Winn Correctional Center
- Interactive map of Winn Correctional Center
- Location: 180 CCA Boulevard, Winnfield, Louisiana;
- Security class: medium security
- Capacity: 1538
- Opened: 1990
- Managed by: LaSalle Corrections
- Director: Keith Deville, Warden

= Winn Correctional Center =

American men's state prison in Louisiana

'Results of an Unannounced Inspection of Winn Correctional Center in Winnfield, Louisiana' - published by Office of Inspector General June 2, 2026. Multiple violations including food spoilage were found at the facility.

Winn Correctional Center (WCC) is a state prison for men, part of the Louisiana Department of Corrections prison system, located about 13 mi southwest of Winnfield in unincorporated Winn Parish, Louisiana. It is within the Kisatchie National Forest.

As of February 2014, Winn is one of several privately operated prisons in the state. The facility is medium-security and currently has the capacity to house 1,538 inmates. Opened in 1990, it was expanded in 1992.

Winn opened as the first privately managed medium-security prison in the United States. Management of the state-owned facility passed from Corrections Corporation of America to LaSalle Corrections in mid-2015.

==Aged==

- Adult 18+

==Demographics==
As of 2016 75% of the inmates are black, and 25% of the prisoners are white or of other ethnic groups. Like in other Louisiana prisons, prison gangs are not common and inmates of various races socialize with one another. About 20% of the prisoners at Winn had committed crimes related to recreational drugs.

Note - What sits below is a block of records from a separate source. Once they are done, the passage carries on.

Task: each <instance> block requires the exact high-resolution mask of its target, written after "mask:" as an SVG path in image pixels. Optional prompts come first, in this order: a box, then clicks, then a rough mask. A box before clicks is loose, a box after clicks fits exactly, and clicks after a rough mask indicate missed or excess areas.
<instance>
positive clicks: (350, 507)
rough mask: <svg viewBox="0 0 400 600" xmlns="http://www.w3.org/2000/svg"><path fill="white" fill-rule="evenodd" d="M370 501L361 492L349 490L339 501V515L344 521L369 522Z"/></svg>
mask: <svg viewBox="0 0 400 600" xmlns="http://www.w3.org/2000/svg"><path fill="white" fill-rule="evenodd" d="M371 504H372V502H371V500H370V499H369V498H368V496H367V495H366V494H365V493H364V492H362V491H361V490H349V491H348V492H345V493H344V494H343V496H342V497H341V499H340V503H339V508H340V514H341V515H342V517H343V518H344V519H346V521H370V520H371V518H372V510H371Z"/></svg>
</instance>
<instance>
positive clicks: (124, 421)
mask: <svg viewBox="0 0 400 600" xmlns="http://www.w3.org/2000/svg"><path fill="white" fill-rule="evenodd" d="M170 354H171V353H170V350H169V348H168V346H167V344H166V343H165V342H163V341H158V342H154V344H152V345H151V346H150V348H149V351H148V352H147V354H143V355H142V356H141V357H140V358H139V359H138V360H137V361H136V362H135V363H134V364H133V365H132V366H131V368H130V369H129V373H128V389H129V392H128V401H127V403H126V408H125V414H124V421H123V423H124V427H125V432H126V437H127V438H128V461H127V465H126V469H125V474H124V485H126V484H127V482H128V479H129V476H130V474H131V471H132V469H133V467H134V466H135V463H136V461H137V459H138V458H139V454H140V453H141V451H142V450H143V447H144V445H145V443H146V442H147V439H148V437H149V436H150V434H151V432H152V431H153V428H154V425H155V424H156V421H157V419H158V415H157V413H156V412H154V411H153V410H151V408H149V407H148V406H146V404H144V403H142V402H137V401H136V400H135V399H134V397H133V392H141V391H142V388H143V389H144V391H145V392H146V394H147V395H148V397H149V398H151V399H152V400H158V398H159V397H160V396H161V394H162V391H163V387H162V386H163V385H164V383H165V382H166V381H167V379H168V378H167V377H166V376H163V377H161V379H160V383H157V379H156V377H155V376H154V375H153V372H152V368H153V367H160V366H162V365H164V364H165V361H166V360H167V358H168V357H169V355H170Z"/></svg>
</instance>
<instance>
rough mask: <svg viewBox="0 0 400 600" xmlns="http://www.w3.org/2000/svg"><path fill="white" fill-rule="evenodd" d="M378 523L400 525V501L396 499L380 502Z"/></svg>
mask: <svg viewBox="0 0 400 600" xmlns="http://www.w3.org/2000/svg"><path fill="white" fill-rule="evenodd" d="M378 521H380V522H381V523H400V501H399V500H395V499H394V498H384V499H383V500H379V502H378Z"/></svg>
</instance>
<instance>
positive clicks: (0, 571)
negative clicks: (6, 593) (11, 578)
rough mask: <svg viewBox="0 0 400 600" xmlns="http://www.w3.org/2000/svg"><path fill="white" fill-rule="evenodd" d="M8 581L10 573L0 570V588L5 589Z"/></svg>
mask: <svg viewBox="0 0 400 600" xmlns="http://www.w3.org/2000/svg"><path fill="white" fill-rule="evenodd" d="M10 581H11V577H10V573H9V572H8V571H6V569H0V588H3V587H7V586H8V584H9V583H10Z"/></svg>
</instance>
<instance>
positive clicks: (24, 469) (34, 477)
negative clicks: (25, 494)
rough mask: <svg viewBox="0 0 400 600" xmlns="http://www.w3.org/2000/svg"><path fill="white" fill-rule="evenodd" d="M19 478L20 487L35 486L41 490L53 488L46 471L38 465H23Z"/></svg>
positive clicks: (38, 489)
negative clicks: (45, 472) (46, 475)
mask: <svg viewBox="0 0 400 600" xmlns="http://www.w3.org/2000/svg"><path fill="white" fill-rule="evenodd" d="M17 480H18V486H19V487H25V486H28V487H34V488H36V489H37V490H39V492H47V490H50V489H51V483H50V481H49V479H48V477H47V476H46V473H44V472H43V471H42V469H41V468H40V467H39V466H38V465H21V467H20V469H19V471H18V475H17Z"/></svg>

As of 2016 women, including some single mothers, make up more than 50% of the prison guards. African-Americans make up the majority of the prison guards.

==Composition==
The prison has five units: Ash, Birch, Cypress, Dogwood, and Elm. More difficult to manage prisoners are located in the Ash and Elm units, nicknamed by prisoners as "the projects". Dogwood houses trustees and better behaved prisoners, Cypress serves as the segregation unit, and Birch houses mentally ill, elderly, and physically handicapped prisoners.

==Notable employees==
- Shane Bauer, Mother Jones reporter and former detainee in Iran. His article for Mother Jones, titled "My Four Months as a Private Prison Guard," exposes conditions at the facility that include violence among inmates, poor medical and mental healthcare for inmates, mismanagement and lack of training for CCA employees. His memoir American Prison chronicled these experiences.